How Latin American literature got to China
Updated: 2014-07-19 22:20
By ZHANG YUE (China Daily USA)
Zheng Shujiu has been teaching Latin American literature in Beijing now for 40 years. A professor in the Spanish department at Beijing Foreign Studies University (BFSU), Zheng was among the 20 or so founders of the Latin American Literature Association in 1979, which for the first time translated works of Latin American literature into Chinese and published them in China.
Two months ago, Zheng and his BFSU colleagues held a seminar on the life and works Gabriel Garcia Marquez, the Colombian novelist who won the 1982 Nobel Prize of Literature with his work One Hundred Years of Solitude.
The seminar was held on May 17 to commemorate the author's passing on April 17, 2014.
"Many well established researchers in Latin American literature came to the seminar that day," he recalled. "The oldest was 95 years old."
The association was founded shortly after Zheng finished his doctoral degree on works of Mexican writer Juan Rulfo in 1990. At that time, literature from Latin American was completely unknown to Chinese readers.
"At thet time, all works of foreign literature were very rare for people in China it was simply too hard to get a copy of any of them," he said. "We had to rely on people who had the chance to travel to other countries on business trips to buy books."
Zheng has been studying Spanish since high school, and that continued as his major in college and later in his teaching career. He was also among the first Chinese to pursue a doctoral degree in Latin American literature in Colombia.
When he returned to China in 1990, he and his colleagues felt that they had accumulated enough Latin American literature and decided to try and spread the knowledge to the rest of society by publishing the books in Chinese.
"The whole process went quite smoothly," Zheng recalled. "At first, we only worked with Yunnan People's Publishing House and People's Literature Publishing House. "
Yunnan, a major government-sponsored provincial publisher, published most of their work.
"The first run of One Hundred Years of Solitude was about 5, 000 copies, but that did not sell well," he said.
Such literary forms were still new to the Chinese at that time.
"And most of the books we published without the writers' permission. They had no idea their works were being translated into Chinese and published," he said.
During his first and only visit to China in 1990, Gabriel Garcia Marquez, after hearing from fans how much of his work had been translated and published without his permission, said bluntly: "All pirates."
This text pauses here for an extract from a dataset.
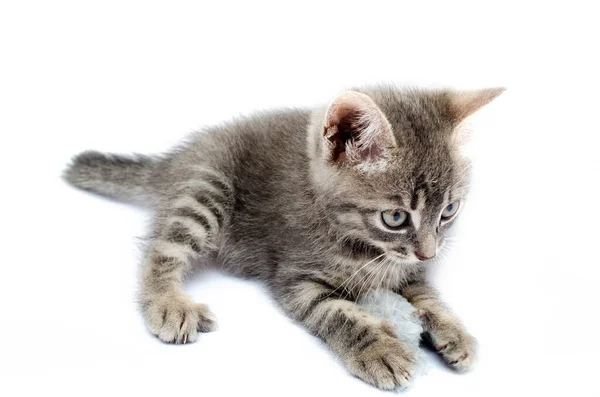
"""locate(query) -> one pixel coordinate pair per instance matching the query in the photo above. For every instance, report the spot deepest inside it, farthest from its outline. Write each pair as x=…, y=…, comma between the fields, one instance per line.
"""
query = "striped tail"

"That was a very, very awkward situation," Zheng recalls. "He was right and wrong. China did not join the Berne Convention until 1993, so technically it was legal though still pirated."
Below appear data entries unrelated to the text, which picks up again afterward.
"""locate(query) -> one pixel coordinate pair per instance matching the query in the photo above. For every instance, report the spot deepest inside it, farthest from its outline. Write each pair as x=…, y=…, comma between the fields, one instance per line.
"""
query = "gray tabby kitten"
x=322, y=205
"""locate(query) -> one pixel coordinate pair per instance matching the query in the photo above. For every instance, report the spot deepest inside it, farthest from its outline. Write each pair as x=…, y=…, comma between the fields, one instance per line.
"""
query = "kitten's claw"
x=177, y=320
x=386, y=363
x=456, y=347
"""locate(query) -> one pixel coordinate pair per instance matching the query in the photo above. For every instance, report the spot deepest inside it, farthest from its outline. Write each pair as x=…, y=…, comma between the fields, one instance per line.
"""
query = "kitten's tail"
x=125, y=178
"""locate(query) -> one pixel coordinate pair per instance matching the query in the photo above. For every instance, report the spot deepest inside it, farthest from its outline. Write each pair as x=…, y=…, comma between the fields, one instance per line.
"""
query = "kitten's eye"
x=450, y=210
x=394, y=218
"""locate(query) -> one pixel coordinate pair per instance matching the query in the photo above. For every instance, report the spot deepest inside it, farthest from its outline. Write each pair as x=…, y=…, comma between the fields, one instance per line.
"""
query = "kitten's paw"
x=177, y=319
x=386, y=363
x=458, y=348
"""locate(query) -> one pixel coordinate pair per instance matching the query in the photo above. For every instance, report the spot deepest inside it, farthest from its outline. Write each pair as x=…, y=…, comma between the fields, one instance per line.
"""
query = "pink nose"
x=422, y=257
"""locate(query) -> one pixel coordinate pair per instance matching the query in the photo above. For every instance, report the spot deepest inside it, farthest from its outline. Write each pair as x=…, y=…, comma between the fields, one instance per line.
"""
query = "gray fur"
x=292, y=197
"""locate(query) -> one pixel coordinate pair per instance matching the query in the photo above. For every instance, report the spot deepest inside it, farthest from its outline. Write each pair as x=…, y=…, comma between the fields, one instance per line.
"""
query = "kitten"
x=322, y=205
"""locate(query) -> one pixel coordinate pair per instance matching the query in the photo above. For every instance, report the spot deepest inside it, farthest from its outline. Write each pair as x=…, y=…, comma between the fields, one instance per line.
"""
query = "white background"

Zhao Deming, a professor in the Spanish department of Peking University, was the first to teach Latin American literature to young Chinese writers in the 1990s. Famous young writers such as Mo Yan and Liu Zhenyun were among his students.
Zhao remembers about halfway through the course, Mo Yan came to him and said, "I think some of my early work belongs to the genre of hallucinatory realism."
And that's exactly what the Nobel committee said about Mo's work when awarded him the Nobel Prize in Literature in 2012 , introducing him as a Chinese writer "who with hallucinatory realism merges folk tales, history and the contemporary".
The fully licensed, legitimate version of One Hundred Years of Solitude published by Nanhai Publishing House in 2011 has sold 2.6 million copies as of April 2014.
In June, Zheng attended a book party for a new work falling into the Latin American literature genre El Otoño del Patriarca, (The Autumn of the Patriarch), also by Gabriel Garcia Marquez.
During the ceremony, Zheng asked a question of the audience that led to a short pause in the cheerful gathering.
"We all know that One Hundred Years of Solitude has sold close to 3 million copies so far and I believe that some of you are among the buyers," he said. "But how many of you finished reading the story, or finished half of it?
"Hallucinatory realism is not a very widely enjoyed form of literature for readers in China, though it deeply influenced some of the contemporary writers in China. And that was part of the reason that back in the 1990s, the 5,000 copies of One Hundred Years of Solitude did not sell well," Zheng said.